La psilocybine, parallèlement à la thérapie, s’est également révélée prometteuse pour les patients non cancéreux souffrant de dépression sévère. Matthew Johnson, professeur de psychédéliques et de conscience à l’Université Johns Hopkins, a déclaré à Insider que nous ne savons pas si les patients cancéreux souffrant de dépression obtiennent les mêmes avantages que les patients non cancéreux souffrant de dépression.

“Il se peut que la nature de la détresse liée au cancer soit plus sensible à un traitement durable à la psilocybine, mais c’est anecdotique et nous avons besoin de recherches futures pour le découvrir”, a-t-il déclaré.
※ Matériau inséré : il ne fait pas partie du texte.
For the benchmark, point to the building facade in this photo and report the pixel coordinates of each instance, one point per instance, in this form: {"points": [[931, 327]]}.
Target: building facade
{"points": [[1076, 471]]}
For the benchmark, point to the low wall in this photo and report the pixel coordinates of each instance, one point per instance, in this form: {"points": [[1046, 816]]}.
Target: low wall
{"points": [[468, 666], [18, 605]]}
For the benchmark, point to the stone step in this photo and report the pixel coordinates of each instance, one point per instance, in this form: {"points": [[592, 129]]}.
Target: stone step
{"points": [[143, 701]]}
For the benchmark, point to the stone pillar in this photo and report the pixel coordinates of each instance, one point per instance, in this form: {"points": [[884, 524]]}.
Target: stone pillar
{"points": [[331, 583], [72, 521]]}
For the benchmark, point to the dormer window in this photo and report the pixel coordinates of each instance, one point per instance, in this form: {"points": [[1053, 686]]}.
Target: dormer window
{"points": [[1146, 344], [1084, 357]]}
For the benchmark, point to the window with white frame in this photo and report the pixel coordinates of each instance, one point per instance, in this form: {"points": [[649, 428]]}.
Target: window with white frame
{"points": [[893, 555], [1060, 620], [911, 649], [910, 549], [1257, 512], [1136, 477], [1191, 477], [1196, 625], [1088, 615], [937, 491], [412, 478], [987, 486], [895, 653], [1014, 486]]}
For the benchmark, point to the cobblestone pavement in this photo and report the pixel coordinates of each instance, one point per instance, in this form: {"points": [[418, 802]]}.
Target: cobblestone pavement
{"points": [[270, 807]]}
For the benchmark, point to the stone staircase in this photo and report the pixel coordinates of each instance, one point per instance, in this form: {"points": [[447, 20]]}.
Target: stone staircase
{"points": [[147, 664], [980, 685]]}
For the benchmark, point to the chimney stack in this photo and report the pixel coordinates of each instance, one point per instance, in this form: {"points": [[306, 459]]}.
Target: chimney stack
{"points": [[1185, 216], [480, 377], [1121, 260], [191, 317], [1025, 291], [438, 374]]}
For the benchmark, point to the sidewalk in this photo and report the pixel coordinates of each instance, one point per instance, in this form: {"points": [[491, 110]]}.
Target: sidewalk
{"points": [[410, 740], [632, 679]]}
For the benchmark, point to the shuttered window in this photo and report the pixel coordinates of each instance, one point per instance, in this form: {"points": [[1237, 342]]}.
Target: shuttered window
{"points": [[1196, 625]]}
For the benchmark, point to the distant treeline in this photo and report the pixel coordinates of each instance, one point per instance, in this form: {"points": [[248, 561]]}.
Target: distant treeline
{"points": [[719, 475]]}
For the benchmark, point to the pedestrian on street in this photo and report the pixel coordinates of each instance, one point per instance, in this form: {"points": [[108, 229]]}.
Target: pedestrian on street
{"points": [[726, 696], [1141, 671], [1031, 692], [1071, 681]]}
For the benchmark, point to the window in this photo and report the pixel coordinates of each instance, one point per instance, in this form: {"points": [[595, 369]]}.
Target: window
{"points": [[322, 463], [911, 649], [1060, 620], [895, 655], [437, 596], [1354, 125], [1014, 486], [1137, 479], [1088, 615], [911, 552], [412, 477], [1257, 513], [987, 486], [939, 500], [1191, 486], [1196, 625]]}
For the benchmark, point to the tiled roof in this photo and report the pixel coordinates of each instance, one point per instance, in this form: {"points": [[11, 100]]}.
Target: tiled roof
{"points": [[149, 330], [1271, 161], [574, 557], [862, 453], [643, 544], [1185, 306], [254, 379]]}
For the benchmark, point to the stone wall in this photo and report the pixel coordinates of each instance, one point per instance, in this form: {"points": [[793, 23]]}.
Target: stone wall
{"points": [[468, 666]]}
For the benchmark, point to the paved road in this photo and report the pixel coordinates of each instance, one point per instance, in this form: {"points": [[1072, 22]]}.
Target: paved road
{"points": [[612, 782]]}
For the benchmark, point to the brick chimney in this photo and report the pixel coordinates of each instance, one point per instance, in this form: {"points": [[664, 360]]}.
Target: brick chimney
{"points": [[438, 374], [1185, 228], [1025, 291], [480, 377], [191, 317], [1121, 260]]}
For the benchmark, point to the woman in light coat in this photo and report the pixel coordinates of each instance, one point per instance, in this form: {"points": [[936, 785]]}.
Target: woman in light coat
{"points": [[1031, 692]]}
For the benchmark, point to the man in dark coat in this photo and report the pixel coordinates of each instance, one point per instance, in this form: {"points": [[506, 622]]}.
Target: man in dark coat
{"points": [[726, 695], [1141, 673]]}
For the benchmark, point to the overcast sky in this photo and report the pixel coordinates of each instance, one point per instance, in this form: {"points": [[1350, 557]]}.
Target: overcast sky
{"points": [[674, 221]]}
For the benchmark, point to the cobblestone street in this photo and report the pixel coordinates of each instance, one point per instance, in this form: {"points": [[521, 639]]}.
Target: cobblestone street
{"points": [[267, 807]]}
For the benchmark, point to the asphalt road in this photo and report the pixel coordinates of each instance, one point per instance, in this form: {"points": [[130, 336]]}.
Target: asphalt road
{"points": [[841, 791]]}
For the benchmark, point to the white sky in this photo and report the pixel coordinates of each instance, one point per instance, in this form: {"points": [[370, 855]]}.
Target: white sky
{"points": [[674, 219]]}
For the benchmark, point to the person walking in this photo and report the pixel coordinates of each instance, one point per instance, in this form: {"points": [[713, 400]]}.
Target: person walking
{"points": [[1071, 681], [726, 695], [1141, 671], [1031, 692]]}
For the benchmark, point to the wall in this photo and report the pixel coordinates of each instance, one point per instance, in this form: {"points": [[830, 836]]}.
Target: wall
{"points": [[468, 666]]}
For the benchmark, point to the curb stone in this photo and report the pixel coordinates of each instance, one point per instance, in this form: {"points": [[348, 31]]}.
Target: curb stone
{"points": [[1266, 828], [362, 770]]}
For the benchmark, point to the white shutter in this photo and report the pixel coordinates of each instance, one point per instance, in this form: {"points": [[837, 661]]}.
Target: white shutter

Les expériences mystiques pourraient rendre les voyages plus efficaces

Une question à un million de dollars dans la science psychédélique est de savoir si un “voyage” ou une expérience mystique, comme ce que Kral a pu vivre, est nécessaire pour que les patients en bénéficient.

David Yaden, professeur adjoint au Johns Hopkins Center for Psychedelic and Consciousness Research, a déclaré à Insider que les personnes souffrant de dépression et d’anxiété qui prenaient de la psilocybine dans le cadre d’études étaient plus susceptibles de déclarer avoir une expérience mystique sur des questionnaires de recherche après avoir pris de fortes doses. Ceux qui avaient de fortes expériences mystiques étaient à leur tour plus susceptibles de voir leurs symptômes et leur bien-être s’améliorer. Encore une fois, des recherches supplémentaires sont nécessaires pour prouver que les expériences mystiques sont en corrélation avec ces avantages perçus.

Même Kral, une enseignante d’anglais à la retraite, n’a pas pu exprimer pleinement son expérience, mais un changement d’état d’esprit était clair.

“Il y a une ouverture, à la nature, aux gens et à la vie”, a déclaré Kral, ajoutant: “Peut-être qu’il reste un jour à vivre et à le vivre du mieux que je peux.”